Dalam kunjungannya, warga menyampaikan sejumlah aspirasi, mulai dari fasilitas penunjang upacara keagamaan, insentif desa, hingga pelatihan SDM pariwisata.
Menanggapi hal tersebut, Wamenpar menegaskan pihaknya akan berkoordinasi dengan Pemda Mamuju untuk merumuskan langkah konkret.
“Harapannya, ritual seperti Ogoh-ogoh menjelang Nyepi maupun Ngaben massal bisa menjadi atraksi wisata. Jadi tidak perlu jauh-jauh ke Bali untuk menyaksikan tradisi Hindu,” ujar Ni Luh Puspa.
Desa Tommo dikenal sebagai desa multikultur hasil transmigrasi Bali sejak 1983. Mayoritas penduduknya beragama Hindu, namun juga hidup berdampingan dengan etnis Bugis, Mandar, Jawa, Sunda, dan Toraja.
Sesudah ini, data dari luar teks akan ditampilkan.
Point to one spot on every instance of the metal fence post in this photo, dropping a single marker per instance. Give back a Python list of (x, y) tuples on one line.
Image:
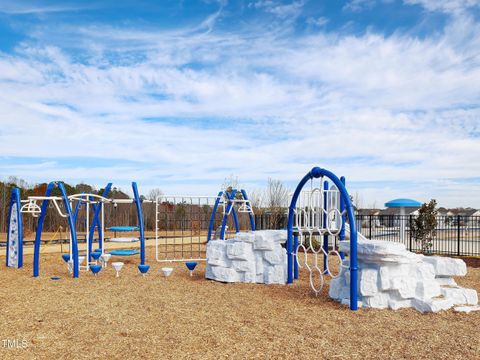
[(370, 223), (410, 230), (458, 235)]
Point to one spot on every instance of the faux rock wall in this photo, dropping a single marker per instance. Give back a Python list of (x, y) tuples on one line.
[(250, 257), (392, 277)]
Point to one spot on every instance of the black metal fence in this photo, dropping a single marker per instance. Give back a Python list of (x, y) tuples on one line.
[(455, 235)]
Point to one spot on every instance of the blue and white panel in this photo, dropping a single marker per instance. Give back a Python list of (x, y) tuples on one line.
[(15, 234)]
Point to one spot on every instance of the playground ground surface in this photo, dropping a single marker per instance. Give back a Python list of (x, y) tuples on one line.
[(179, 317)]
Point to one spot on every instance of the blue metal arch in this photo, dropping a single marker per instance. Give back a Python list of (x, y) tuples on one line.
[(250, 215), (71, 223), (212, 217), (230, 208), (138, 204), (317, 172), (96, 222), (15, 199)]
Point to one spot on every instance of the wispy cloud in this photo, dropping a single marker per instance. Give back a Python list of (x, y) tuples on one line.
[(183, 107), (37, 8)]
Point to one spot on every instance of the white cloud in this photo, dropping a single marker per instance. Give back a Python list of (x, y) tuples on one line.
[(374, 108), (447, 6)]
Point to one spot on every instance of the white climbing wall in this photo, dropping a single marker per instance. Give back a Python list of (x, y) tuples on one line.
[(392, 277), (250, 257)]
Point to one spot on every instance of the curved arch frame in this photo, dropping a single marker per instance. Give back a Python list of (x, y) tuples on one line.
[(229, 209), (15, 199), (96, 222), (71, 223), (292, 271)]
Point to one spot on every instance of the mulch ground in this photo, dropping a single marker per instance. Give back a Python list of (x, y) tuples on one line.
[(134, 317)]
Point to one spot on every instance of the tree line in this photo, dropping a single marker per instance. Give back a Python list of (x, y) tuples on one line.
[(271, 201)]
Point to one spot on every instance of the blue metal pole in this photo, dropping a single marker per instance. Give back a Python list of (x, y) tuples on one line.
[(73, 230), (316, 172), (76, 211), (96, 222), (234, 214), (295, 262), (227, 211), (252, 219), (212, 217), (291, 214), (15, 199), (325, 219), (38, 234), (140, 222), (341, 235)]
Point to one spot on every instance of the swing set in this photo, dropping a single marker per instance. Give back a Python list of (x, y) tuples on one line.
[(69, 207)]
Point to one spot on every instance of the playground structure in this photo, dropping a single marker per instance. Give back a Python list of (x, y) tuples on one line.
[(69, 208), (318, 210), (184, 224)]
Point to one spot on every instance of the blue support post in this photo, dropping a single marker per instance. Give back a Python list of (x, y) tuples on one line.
[(73, 232), (295, 262), (317, 172), (15, 200), (38, 234), (96, 222), (291, 214), (138, 204), (325, 219), (212, 217), (341, 235), (71, 223), (227, 211)]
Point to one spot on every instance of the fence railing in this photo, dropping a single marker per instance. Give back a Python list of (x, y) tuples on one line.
[(455, 235)]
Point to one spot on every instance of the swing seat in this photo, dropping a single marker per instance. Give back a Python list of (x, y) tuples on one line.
[(124, 252), (124, 240), (124, 228)]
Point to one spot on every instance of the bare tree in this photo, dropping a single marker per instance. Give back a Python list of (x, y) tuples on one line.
[(154, 193)]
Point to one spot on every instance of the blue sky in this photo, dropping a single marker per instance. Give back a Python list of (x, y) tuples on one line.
[(181, 94)]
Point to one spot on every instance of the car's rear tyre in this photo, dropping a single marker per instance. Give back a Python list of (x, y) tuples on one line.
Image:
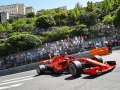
[(97, 58), (40, 69), (75, 68)]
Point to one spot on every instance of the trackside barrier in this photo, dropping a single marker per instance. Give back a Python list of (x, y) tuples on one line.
[(99, 51), (19, 69)]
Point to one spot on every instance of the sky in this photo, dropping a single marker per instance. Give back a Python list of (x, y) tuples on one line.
[(48, 4)]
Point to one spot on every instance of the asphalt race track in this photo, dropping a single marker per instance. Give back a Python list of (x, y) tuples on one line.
[(30, 81)]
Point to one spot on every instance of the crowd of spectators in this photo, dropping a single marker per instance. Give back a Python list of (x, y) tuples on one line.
[(69, 45)]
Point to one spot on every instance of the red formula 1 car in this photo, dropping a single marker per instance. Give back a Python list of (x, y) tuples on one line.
[(76, 66)]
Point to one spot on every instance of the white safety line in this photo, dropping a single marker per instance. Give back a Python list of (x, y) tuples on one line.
[(16, 81), (10, 86), (17, 78)]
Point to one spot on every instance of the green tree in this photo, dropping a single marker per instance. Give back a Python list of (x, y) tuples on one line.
[(23, 41), (45, 21), (2, 28), (60, 18), (90, 7), (108, 19), (80, 30), (18, 24), (116, 19), (88, 19), (30, 15)]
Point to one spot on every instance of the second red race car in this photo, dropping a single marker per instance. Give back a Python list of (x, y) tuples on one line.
[(76, 66)]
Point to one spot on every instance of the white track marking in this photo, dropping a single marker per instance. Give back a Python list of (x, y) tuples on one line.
[(10, 86), (16, 81), (17, 78)]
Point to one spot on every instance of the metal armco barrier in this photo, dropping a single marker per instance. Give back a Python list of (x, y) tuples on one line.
[(33, 66), (99, 51), (19, 69)]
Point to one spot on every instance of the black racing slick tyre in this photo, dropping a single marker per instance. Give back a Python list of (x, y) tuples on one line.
[(97, 58), (40, 69), (75, 68)]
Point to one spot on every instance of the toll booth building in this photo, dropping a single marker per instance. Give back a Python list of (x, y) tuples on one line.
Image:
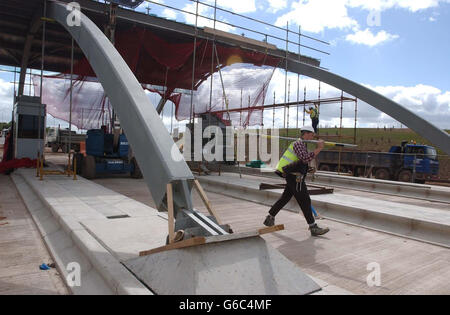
[(29, 113)]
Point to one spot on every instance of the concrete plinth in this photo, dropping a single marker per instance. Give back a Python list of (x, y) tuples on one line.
[(247, 266)]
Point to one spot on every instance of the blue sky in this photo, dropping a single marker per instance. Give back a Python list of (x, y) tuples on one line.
[(399, 48)]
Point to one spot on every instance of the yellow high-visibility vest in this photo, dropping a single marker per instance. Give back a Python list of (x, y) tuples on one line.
[(288, 157)]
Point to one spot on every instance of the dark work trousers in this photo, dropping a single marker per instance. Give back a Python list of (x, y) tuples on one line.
[(315, 122), (302, 197)]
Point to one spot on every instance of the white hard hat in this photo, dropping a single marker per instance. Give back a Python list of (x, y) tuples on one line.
[(308, 129)]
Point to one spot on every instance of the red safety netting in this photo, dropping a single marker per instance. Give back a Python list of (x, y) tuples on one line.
[(8, 164), (163, 65)]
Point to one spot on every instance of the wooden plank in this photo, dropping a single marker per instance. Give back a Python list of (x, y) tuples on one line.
[(200, 240), (271, 229), (206, 201), (171, 220)]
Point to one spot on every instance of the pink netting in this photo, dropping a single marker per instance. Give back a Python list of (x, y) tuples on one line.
[(158, 62)]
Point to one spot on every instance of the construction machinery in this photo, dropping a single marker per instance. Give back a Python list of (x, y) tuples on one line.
[(58, 138), (104, 156)]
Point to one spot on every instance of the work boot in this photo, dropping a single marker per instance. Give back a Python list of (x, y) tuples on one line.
[(269, 221), (317, 231)]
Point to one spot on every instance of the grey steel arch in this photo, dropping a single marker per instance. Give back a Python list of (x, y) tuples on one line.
[(424, 128), (145, 131)]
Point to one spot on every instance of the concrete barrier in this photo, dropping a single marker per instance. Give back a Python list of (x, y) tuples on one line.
[(69, 242)]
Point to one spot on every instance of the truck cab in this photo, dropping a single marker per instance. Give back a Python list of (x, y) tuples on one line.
[(418, 161)]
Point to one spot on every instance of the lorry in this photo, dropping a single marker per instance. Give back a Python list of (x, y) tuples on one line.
[(104, 155), (406, 163), (58, 138)]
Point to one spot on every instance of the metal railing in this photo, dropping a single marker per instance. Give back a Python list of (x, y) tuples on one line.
[(241, 27)]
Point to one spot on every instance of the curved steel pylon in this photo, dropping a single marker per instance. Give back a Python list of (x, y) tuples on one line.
[(421, 126), (145, 130)]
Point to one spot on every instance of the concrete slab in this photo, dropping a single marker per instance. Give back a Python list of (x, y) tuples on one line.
[(125, 238), (416, 222), (22, 250), (398, 256), (242, 267), (58, 219)]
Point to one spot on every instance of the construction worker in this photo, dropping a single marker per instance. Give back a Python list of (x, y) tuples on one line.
[(314, 114), (293, 166)]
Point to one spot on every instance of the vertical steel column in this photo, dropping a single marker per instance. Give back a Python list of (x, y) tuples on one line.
[(71, 98), (42, 77), (273, 111), (286, 80), (304, 105), (356, 117), (298, 76), (240, 113), (212, 62), (342, 107), (14, 91), (191, 114)]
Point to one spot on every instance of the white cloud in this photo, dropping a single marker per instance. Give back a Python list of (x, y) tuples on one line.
[(238, 6), (277, 5), (366, 37), (426, 101), (318, 15), (382, 5)]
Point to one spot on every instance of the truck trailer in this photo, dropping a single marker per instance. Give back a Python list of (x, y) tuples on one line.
[(406, 163)]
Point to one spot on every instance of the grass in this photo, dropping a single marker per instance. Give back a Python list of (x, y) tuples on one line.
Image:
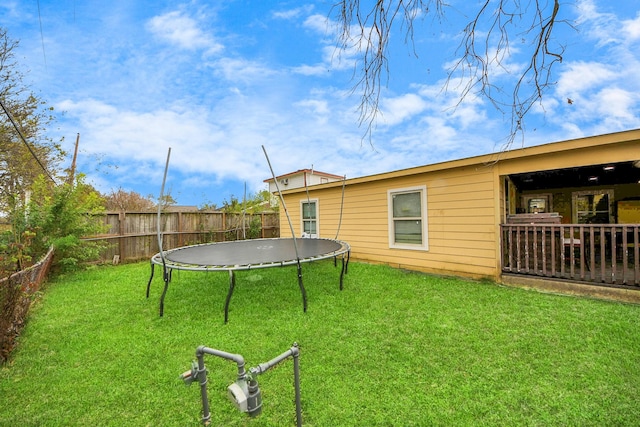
[(392, 349)]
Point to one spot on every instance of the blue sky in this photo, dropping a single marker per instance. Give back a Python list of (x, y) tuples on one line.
[(215, 81)]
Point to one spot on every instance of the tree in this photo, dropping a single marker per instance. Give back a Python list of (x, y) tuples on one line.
[(484, 49), (25, 150), (121, 200)]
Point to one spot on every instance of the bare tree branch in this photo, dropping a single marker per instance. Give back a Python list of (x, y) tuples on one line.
[(484, 51)]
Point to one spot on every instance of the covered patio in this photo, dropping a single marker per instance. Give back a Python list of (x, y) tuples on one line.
[(580, 224)]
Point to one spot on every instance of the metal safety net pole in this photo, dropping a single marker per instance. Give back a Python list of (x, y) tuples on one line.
[(165, 274), (293, 233)]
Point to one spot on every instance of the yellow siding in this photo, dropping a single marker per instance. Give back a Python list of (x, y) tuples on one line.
[(460, 213), (465, 204)]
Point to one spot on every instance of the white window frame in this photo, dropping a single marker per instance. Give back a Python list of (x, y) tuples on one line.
[(576, 194), (317, 219), (424, 246)]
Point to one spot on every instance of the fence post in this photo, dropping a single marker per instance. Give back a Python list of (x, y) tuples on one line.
[(121, 246)]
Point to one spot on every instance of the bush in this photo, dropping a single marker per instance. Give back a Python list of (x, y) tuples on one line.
[(60, 215)]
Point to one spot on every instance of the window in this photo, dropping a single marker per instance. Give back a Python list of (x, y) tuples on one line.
[(309, 210), (592, 207), (408, 218), (537, 203)]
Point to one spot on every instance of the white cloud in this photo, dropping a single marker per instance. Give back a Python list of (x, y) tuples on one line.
[(181, 30), (242, 70), (398, 109), (293, 13), (631, 28)]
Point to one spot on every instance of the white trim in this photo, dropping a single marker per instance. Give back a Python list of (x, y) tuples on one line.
[(317, 220), (424, 246)]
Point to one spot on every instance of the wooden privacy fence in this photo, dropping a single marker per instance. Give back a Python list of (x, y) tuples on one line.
[(132, 236)]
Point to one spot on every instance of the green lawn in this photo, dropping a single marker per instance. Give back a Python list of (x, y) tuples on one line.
[(392, 349)]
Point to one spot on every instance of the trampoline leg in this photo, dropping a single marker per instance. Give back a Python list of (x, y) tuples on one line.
[(166, 275), (304, 293), (232, 284), (150, 279)]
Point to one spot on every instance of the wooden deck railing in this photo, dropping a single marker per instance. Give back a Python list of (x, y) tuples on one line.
[(599, 253)]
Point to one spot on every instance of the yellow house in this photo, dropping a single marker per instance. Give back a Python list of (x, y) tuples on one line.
[(552, 212)]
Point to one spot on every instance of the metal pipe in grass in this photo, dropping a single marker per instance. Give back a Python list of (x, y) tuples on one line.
[(244, 392)]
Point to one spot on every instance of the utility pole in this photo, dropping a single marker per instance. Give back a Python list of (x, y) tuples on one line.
[(72, 173)]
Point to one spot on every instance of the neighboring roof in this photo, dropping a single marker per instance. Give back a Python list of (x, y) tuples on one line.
[(487, 159), (308, 171)]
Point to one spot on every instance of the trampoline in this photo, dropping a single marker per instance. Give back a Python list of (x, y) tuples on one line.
[(248, 255)]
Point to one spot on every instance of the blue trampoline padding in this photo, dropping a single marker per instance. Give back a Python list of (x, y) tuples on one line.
[(247, 254)]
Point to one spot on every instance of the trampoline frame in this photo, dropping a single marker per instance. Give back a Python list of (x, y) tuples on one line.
[(163, 258)]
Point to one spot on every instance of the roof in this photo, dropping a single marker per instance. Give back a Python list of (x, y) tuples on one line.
[(518, 153), (306, 171)]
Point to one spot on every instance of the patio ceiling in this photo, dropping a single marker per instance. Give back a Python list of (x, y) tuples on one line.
[(585, 176)]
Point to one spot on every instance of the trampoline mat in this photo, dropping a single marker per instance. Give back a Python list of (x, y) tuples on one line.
[(253, 252)]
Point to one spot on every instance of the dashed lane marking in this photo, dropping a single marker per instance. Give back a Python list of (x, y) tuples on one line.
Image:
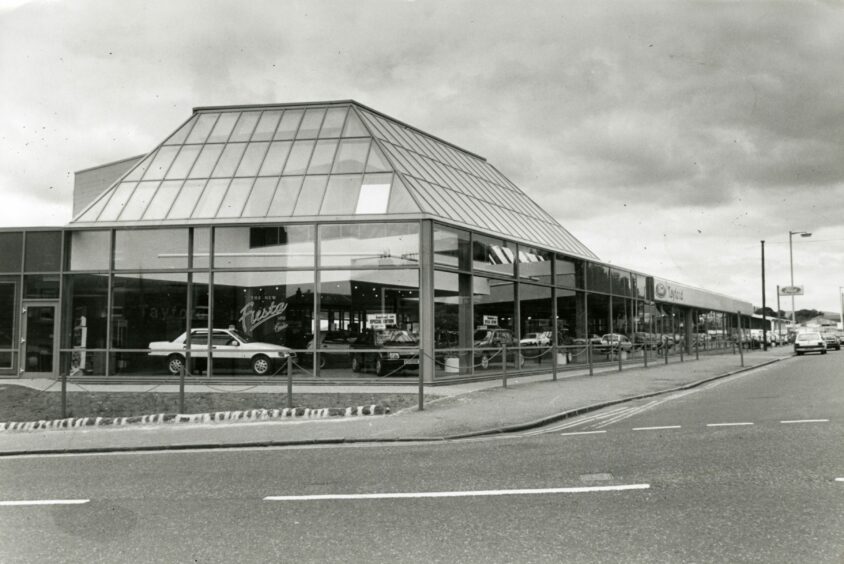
[(805, 421), (43, 502), (476, 493)]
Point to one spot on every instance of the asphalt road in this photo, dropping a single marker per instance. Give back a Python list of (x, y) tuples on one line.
[(746, 469)]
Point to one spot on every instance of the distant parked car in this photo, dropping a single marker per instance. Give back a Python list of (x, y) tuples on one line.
[(612, 342), (536, 339), (488, 340), (384, 357), (225, 344), (809, 342), (832, 340)]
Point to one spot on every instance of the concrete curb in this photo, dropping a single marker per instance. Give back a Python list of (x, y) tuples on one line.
[(595, 407), (180, 418)]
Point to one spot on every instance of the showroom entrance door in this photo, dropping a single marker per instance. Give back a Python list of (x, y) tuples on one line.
[(39, 358)]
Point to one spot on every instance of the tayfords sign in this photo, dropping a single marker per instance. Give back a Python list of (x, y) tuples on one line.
[(791, 291), (680, 294)]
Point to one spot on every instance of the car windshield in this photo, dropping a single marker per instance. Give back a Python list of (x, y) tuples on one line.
[(241, 336), (393, 337)]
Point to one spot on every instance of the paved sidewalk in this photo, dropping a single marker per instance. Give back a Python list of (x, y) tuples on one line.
[(469, 409)]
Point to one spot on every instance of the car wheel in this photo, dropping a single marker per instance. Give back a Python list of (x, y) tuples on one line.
[(485, 361), (261, 364), (175, 364)]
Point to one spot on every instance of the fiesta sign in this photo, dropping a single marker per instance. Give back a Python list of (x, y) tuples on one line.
[(251, 317), (667, 292)]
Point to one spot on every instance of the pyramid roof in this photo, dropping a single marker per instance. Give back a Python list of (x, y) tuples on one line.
[(319, 161)]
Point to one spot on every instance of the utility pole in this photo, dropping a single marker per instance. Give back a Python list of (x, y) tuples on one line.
[(764, 321)]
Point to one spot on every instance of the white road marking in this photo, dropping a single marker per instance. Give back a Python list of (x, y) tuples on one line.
[(477, 493), (44, 502), (806, 421)]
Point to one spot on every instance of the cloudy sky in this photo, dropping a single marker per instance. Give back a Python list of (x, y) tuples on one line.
[(670, 137)]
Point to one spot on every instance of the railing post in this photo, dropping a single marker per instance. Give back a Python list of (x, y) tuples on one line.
[(290, 382), (422, 358), (504, 363), (64, 393)]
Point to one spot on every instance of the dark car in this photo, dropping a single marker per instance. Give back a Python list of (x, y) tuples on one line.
[(832, 340), (387, 351), (333, 349), (489, 346)]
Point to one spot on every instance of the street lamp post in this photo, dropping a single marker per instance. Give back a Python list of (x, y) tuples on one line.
[(791, 266)]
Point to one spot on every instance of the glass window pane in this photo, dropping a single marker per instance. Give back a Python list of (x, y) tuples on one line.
[(252, 159), (146, 308), (310, 197), (235, 198), (300, 154), (206, 161), (90, 250), (186, 201), (493, 255), (163, 199), (400, 199), (11, 252), (118, 200), (323, 157), (289, 125), (211, 198), (333, 123), (452, 248), (369, 244), (223, 128), (374, 194), (139, 201), (150, 249), (311, 123), (275, 159), (266, 126), (259, 200), (229, 160), (245, 126), (161, 163), (203, 126), (354, 127), (285, 196), (41, 286), (341, 195), (569, 272), (270, 246), (351, 156), (179, 137), (598, 278), (183, 162)]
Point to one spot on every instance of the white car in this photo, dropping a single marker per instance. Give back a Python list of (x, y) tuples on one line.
[(536, 339), (225, 344), (809, 342)]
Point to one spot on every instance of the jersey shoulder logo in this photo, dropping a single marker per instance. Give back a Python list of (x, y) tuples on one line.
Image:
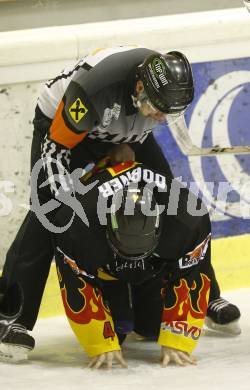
[(77, 110)]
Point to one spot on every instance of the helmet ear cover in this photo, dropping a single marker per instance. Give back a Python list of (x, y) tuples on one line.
[(133, 236), (168, 81)]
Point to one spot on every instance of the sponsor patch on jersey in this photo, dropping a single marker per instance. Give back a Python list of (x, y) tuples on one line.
[(77, 110), (195, 256)]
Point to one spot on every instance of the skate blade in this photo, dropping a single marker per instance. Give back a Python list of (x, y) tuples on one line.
[(13, 353), (233, 328)]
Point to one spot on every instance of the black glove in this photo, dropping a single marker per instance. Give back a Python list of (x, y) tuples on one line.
[(11, 305)]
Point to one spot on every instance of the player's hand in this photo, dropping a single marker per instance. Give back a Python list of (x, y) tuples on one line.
[(175, 355), (108, 358), (121, 153)]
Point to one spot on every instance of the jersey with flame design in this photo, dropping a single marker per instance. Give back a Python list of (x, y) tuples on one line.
[(182, 258)]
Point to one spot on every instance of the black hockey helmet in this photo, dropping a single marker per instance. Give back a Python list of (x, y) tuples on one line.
[(168, 81), (134, 223)]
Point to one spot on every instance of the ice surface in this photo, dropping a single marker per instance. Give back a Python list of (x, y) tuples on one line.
[(58, 362)]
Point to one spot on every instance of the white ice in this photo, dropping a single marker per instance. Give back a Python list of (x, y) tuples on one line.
[(58, 362)]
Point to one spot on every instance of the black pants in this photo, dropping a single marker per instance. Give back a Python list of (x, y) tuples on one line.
[(29, 257)]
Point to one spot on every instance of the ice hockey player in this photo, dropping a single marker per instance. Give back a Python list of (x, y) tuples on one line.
[(140, 263), (107, 104)]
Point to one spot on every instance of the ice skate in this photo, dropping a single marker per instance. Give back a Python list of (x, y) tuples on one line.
[(16, 344)]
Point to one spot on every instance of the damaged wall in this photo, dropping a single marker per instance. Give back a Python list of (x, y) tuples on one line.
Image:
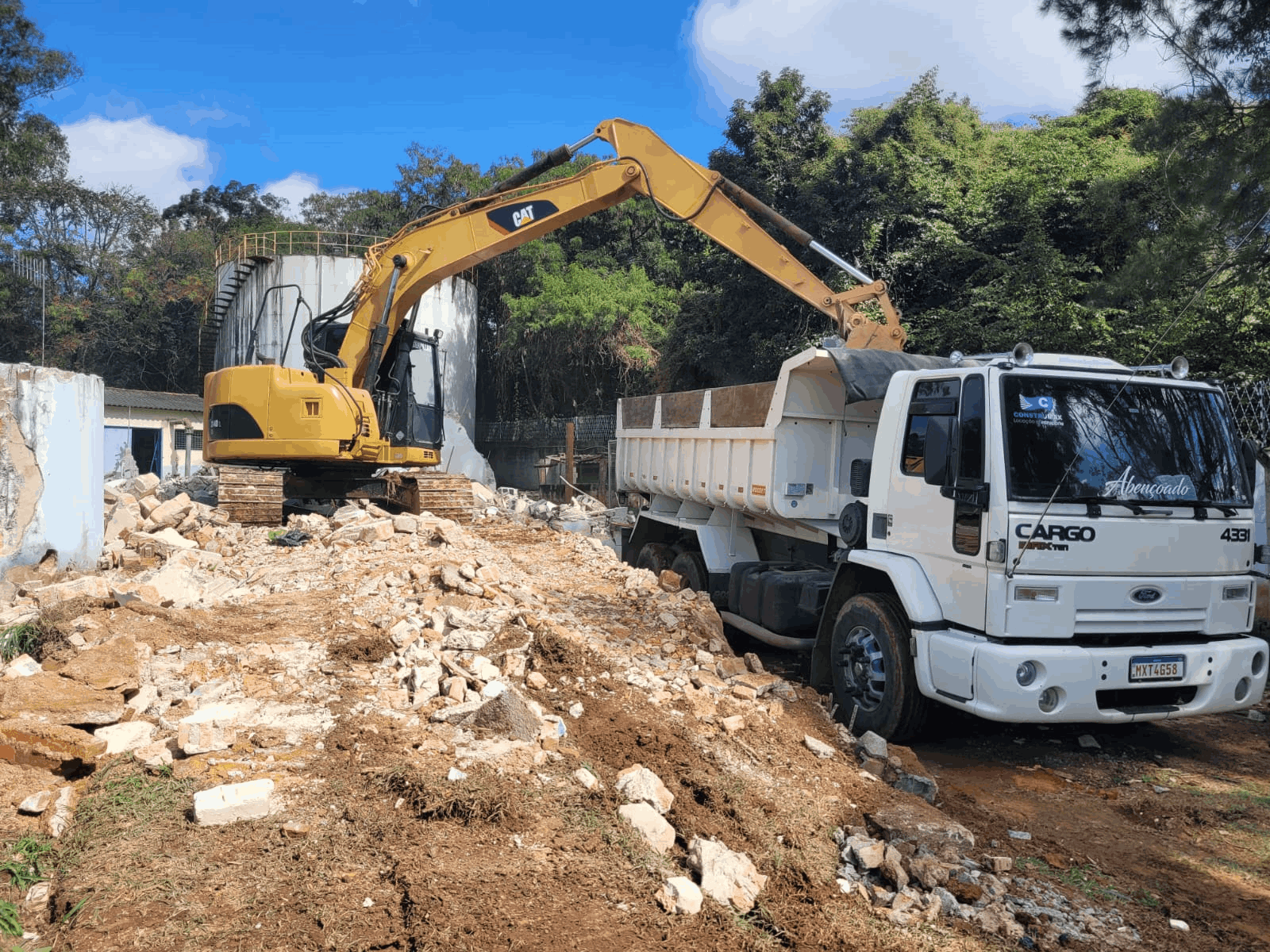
[(51, 436)]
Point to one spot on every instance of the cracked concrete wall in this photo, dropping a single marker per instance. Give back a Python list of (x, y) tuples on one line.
[(51, 435)]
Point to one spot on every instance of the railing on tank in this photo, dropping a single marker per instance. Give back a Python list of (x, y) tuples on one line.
[(271, 244)]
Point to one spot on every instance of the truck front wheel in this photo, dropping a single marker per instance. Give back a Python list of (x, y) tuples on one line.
[(874, 679), (656, 558)]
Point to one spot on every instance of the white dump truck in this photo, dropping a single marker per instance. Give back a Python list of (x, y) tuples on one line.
[(1028, 537)]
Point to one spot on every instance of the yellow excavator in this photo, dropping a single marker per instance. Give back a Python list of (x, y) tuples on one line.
[(370, 395)]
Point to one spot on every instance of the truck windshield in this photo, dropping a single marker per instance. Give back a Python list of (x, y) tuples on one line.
[(1156, 443)]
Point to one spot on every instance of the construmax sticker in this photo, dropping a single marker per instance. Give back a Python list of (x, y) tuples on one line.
[(1039, 409)]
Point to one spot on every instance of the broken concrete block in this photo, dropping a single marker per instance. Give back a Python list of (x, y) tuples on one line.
[(89, 587), (144, 698), (872, 746), (120, 520), (507, 715), (728, 877), (233, 801), (918, 823), (817, 747), (122, 738), (59, 701), (51, 461), (679, 896), (213, 727), (406, 524), (59, 816), (925, 787), (111, 666), (37, 803), (29, 742), (143, 486), (639, 785), (467, 640), (649, 824), (22, 666), (156, 753), (171, 512)]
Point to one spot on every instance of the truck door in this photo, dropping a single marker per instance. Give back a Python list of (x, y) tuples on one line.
[(946, 537)]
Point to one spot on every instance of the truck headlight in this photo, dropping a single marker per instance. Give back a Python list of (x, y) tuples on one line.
[(1035, 593)]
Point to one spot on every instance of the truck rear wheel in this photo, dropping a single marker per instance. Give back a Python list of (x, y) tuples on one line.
[(874, 678), (691, 568), (656, 558)]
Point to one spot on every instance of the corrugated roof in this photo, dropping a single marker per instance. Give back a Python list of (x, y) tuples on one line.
[(154, 400)]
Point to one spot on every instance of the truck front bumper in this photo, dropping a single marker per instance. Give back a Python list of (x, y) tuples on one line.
[(1075, 683)]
Dua acara keagamaan terbesar di desa ini, yakni parade Ogoh-ogoh saat Nyepi dan prosesi Ngaben massal tiga tahunan, menjadi daya tarik utama wisata budaya.
Menurut Wamenpar, potensi tersebut bisa dikemas dalam paket wisata berbasis komunitas. Pemerintah pusat juga mendorong pembentukan kelembagaan melalui Pokdarwis agar desa lebih siap menyambut wisatawan.
Pengembangan Desa Tommo sejalan dengan program nasional Koperasi Desa/Kelurahan Merah Putih yang digagas Presiden Prabowo Subianto dan Wapres Gibran Rakabuming Raka.
Program ini bertujuan memperkuat tata kelola desa, meningkatkan ekonomi masyarakat, sekaligus melestarikan budaya lokal.
Bupati Mamuju, Sitti Sutinah Suhardi, menyambut baik perhatian pemerintah pusat. “Jika Desa Tommo ditetapkan sebagai desa wisata, insya Allah perekonomian masyarakat semakin berkembang,” ujarnya.
Kunjungan Ni Luh Puspa sekaligus menjadi kunjungan pertama seorang wakil menteri ke Desa Tommo sejak berdirinya pada 1983.